Çok eskiden beri devam eden birlikte çalışmanın, güzel ve sıkıntılı dönemleri paylaşmanın sonunda öyle bir bağ oluştu ki, Zehra Yıldız, Gönül Kalcı ve Ben Mehmet Dumanoğlu arasında. Önümüze çıkan her problemi paylaştıkça sıkıntılar azaldı, güzellikleri paylaştıkça,  sevinçler arttı.

Biz “yapışık kardeşler” gibi olduk. Zehra’nın kızı bir üniversiteye yerleşince aynı duyguları paylaştık, hepimiz sarıldık, öptük Ilgın’ı. Gönül’ün kızının kolu kırılınca hepimiz telaşlandık, nasıl koştuk Gönül’e ve benim ender görülen fakat kontrolde zorlandığım öfke patlaması nöbetlerimde nasıl da ikisi birden bana müdahale ediyorlar, kırmadan, dökmeden.

Birbirimizi çok iyi tanıyoruz ama daha da önemli bir şey var; BİRBİRİMİZİ TAMAMLIYORUZ. Hepimiz farklı karakterlerde olduğumuzdan birbirimize çok iyi yardım ediyor, destek oluyoruz. ‘’Bu benim işim değil’’ hiç demedik, mesela. Kim o anda uygunsa o yaptı, yapıyor, yapacak…

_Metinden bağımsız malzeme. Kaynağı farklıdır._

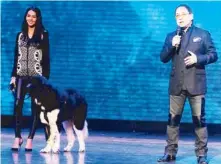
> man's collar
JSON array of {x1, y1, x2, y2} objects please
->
[{"x1": 183, "y1": 23, "x2": 193, "y2": 33}]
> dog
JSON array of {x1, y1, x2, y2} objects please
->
[{"x1": 26, "y1": 76, "x2": 88, "y2": 153}]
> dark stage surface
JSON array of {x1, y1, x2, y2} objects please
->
[{"x1": 1, "y1": 128, "x2": 221, "y2": 164}]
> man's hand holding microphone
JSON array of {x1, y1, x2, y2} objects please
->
[{"x1": 172, "y1": 34, "x2": 182, "y2": 50}]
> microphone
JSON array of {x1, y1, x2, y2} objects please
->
[
  {"x1": 9, "y1": 83, "x2": 15, "y2": 91},
  {"x1": 175, "y1": 27, "x2": 183, "y2": 51},
  {"x1": 176, "y1": 27, "x2": 181, "y2": 36}
]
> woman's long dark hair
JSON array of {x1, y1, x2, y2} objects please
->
[{"x1": 22, "y1": 7, "x2": 45, "y2": 43}]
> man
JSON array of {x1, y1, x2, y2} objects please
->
[{"x1": 158, "y1": 4, "x2": 218, "y2": 164}]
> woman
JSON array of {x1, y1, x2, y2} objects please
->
[{"x1": 10, "y1": 6, "x2": 50, "y2": 151}]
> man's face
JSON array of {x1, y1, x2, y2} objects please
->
[{"x1": 175, "y1": 6, "x2": 193, "y2": 28}]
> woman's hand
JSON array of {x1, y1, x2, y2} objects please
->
[{"x1": 10, "y1": 77, "x2": 16, "y2": 91}]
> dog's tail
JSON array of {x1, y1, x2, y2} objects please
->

Hepimiz farklı karakterdeyiz demiştim ya, açalım biraz; Zehra; işinde çok dikkatli, mesai kavramı olmayan birisidir. Başladım mı bitirmelidir. Kendi işi olmasa bile sizin adınıza yapar. Yeter ki iş bitsin. Ama çabuk kızar. EN ÇOKTA bana kızmıştır. Herhalde elli, altmış defa azarlamıştır beni. Hiç kırılmamışımdır ona. Bilirim ki, benim için yapıyor.

Gönül müthiş dikkatlidir. İşinde hata yaptığı görülmemiştir. Abarttığımı düşünmeyin, hata yapmamıştır henüz işinde. Müthiş sır saklar. Eskilerin deyimi ile “ketum”dur. Tıpkı Zehra gibi her şeyinizi paylaşabilirsiniz.

Benim yüzümden ikisi de çok sıkıntı yaşadılar. Fakat bir defa bile tepkilerini görmedim. İmâ da bile bulunmadılar. Benim uzun süre KAPALI ORTAMDA KALAMAMAK, sürekli HAREKET ETME İSTEĞİ, BOŞ VERMİŞLİK gibi yanımdakilere sıkıntı veren davranış özelliklerim (tavrım, karakterim) vardır. Bu durum;  onların, bana hep destek olmalarına hatta benim işlerimi yapmalarına neden olmuştur.

Bütün bunların sonunda ne oldu biliyor musunuz? KOŞULSUZ BİRBİRİMİZE GÜVENİYORUZ ve karşılıklı SAYGI DUYUYORUZ. İyi ki Onlar var. Aslına bakarsanız, bir kurumdaki huzurun ve mutlu çalışma ortamının temelinde “karşılıklı güven” ve “karşılıklı saygı” vardır.  Güven ve saygı yoksa insanlar birlikteliği PAYLAŞMAZLAR. Bir müddet sonra bölünmeler,  derken dedikodular başlar. Sonra da ekonomik veya mali hesaplar, beklentiler oluşur.  Artık KAMPLAŞMALAR ve İNATLAŞMALAR başlamıştır.

Böyle bir ortamda “birini, diğerine” tercih edersek,  yanılmış veya yanıltılmış olabileceğimizi aklımıza getirmezsek, etki altında kalırsak, Kurumumuzdaki BÖLÜNME VE ÇEKİŞMELER;  ÖNCE “PERFORMANS” SONRA DA “BAŞARI” DÜŞÜKLÜĞÜNE neden olur. Bu sonucun nedenlerini araştırırken;  istersek,  Kendimizi masum gösterecek ama DOĞRU DA OLMAYAN gerekçeler bulabiliriz. Doğru mudur?  EVET.

İşte Zehra, Gönül ve Ben daima “birlik, güven, özveri, çalışma” anlayışını hem kendi aramızda, hem de çalışma arkadaşlarımız arasında gerçekleştirmeye çalıştık. Kendi aramızda başardık. Diğer arkadaşlarımız arasında BAŞARABİLDİK Mİ? HAYIR.

NİÇİN?

Yanıtı, Bu yazının içinde saklı. ONU DA SİZ BULUN.